Arranging Database Tables to Support Rich, Effective Analysis
In traditional systems used for e-commerce or other common input/edit systems commonly referred to as online transactional processing (OLTP), there should be no instances of duplicate data, for OLAP the opposite is true.
For OLTP systems the focus is on the fastest method of providing high-volume additions and changes to data.
However, when complex and rapid analysis is required for business strategy, data being analyzed isn’t rapidly changing, but undergoing extensive analysis, desiring to discern trends.
Therefore when online analytical processing (OLAP) is necessary, data for reporting is duplicated as needed, thus, reducing the time needed to retrieve and display necessary data points analyzed.
To support OLAP analysis, two ways of arranging the data, or schemas, are used – star and snowflake.

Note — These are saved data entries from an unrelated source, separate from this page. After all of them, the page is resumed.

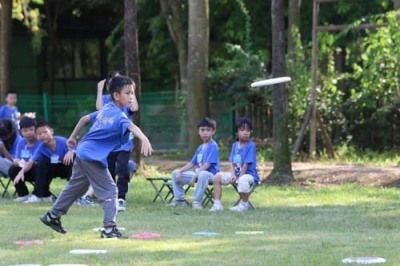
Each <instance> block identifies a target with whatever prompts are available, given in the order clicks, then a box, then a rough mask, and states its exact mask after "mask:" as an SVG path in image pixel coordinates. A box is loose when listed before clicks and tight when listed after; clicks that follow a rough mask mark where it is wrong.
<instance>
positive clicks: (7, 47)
mask: <svg viewBox="0 0 400 266" xmlns="http://www.w3.org/2000/svg"><path fill="white" fill-rule="evenodd" d="M11 12H12V0H1V1H0V94H1V95H0V97H4V95H5V93H6V91H7V90H9V89H10V67H11V61H10V60H11V58H10V55H11V31H12V20H11Z"/></svg>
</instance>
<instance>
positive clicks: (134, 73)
mask: <svg viewBox="0 0 400 266" xmlns="http://www.w3.org/2000/svg"><path fill="white" fill-rule="evenodd" d="M124 41H125V72H126V75H127V76H128V77H130V78H132V79H133V81H134V82H135V84H136V89H135V95H136V98H137V100H138V104H139V105H140V95H141V81H140V62H139V44H138V43H139V41H138V29H137V7H136V0H125V12H124ZM134 123H135V125H137V126H140V112H137V113H136V115H135V117H134ZM134 145H135V148H134V149H133V151H132V152H133V157H134V158H135V161H136V163H137V165H138V166H139V167H141V166H142V155H141V153H140V150H141V143H140V141H139V139H137V138H134Z"/></svg>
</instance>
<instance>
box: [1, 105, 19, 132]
mask: <svg viewBox="0 0 400 266" xmlns="http://www.w3.org/2000/svg"><path fill="white" fill-rule="evenodd" d="M0 118H1V119H8V120H11V121H12V122H13V123H14V125H15V128H19V118H20V113H19V112H18V108H17V106H13V107H12V108H10V107H9V106H8V105H7V104H4V105H2V106H1V107H0Z"/></svg>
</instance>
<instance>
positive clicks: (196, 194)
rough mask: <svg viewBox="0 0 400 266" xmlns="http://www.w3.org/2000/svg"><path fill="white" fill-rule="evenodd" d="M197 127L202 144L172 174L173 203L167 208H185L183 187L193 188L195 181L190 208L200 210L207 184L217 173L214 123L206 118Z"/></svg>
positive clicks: (206, 187) (185, 201) (217, 153)
mask: <svg viewBox="0 0 400 266" xmlns="http://www.w3.org/2000/svg"><path fill="white" fill-rule="evenodd" d="M197 127H198V129H199V136H200V138H201V139H202V140H203V144H201V145H200V146H199V147H198V148H197V150H196V152H195V154H194V156H193V157H192V160H191V161H190V162H188V163H187V164H186V165H185V166H183V167H182V168H180V169H176V170H174V171H173V172H172V189H173V192H174V198H175V201H174V202H173V203H172V204H169V206H172V207H187V205H188V203H187V201H186V199H185V192H184V189H183V185H185V184H189V185H190V186H193V185H194V183H195V182H196V180H197V185H196V190H195V192H194V200H193V204H192V208H193V209H202V208H203V207H202V205H201V202H202V199H203V195H204V192H205V191H206V188H207V186H208V183H209V182H211V181H212V180H213V177H214V175H215V174H216V173H217V172H218V171H219V149H218V144H217V143H216V142H215V141H214V140H213V138H212V137H213V135H214V134H215V130H216V122H215V120H213V119H210V118H208V117H206V118H203V119H202V120H200V122H199V123H198V125H197Z"/></svg>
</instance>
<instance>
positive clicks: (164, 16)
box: [160, 0, 187, 90]
mask: <svg viewBox="0 0 400 266" xmlns="http://www.w3.org/2000/svg"><path fill="white" fill-rule="evenodd" d="M160 4H161V10H162V13H163V16H164V18H165V20H166V22H167V26H168V30H169V33H170V35H171V38H172V40H173V41H174V43H175V46H176V51H177V53H178V60H179V83H180V84H179V87H180V88H181V89H182V90H186V77H187V71H186V69H187V43H186V32H185V29H184V27H183V22H182V15H181V12H182V8H181V6H182V1H181V0H160Z"/></svg>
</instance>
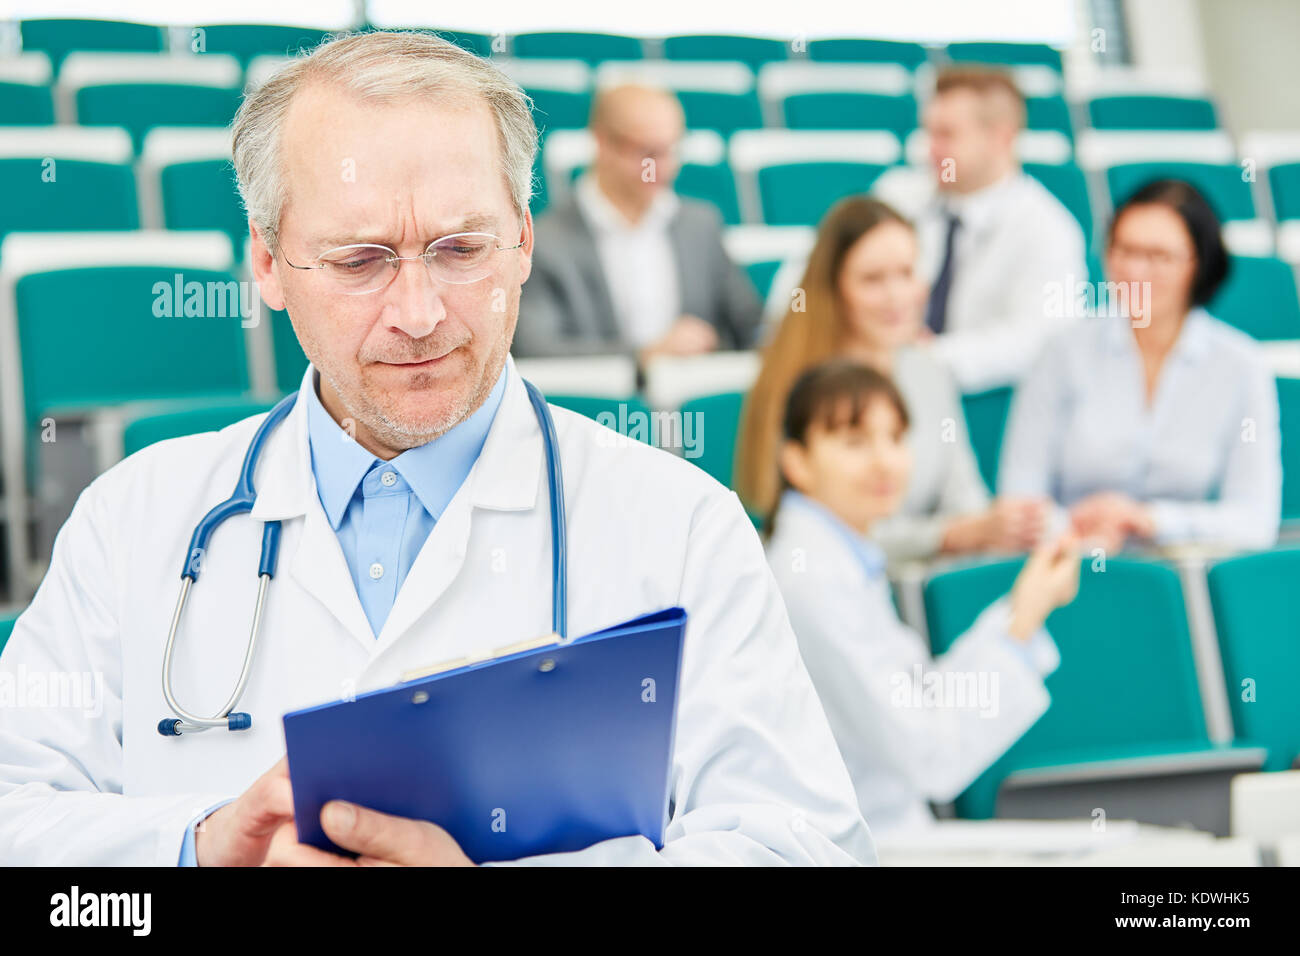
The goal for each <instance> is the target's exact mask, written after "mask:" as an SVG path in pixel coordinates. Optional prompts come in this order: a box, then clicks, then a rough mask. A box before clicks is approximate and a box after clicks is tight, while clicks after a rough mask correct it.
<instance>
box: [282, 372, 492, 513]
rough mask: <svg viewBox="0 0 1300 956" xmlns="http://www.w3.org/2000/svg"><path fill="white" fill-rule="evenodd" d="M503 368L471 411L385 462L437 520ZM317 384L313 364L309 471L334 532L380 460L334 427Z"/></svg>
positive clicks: (321, 506) (486, 411) (342, 429)
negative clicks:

A Star schema is the most common used and leverages one fact table containing measures to analyze such as order quantity or sales amount. These fact tables also contain a key which links to dimension tables which define the facts such as customers, employees, and stores.
As you can see in the example below, the “facts” represent internet sales, each of which is represented by a key linking back to its dimension table explaining that fact.
Snowflake schemas on the other hand contain multiple dimension tables joined together and only one of them joined to fact table. For example, in a snowflake schema a product table would have a category table joined to it, but only the product table would be joined to the fact table. This arrangement of tables degrades performance for those queries being executed during analysis.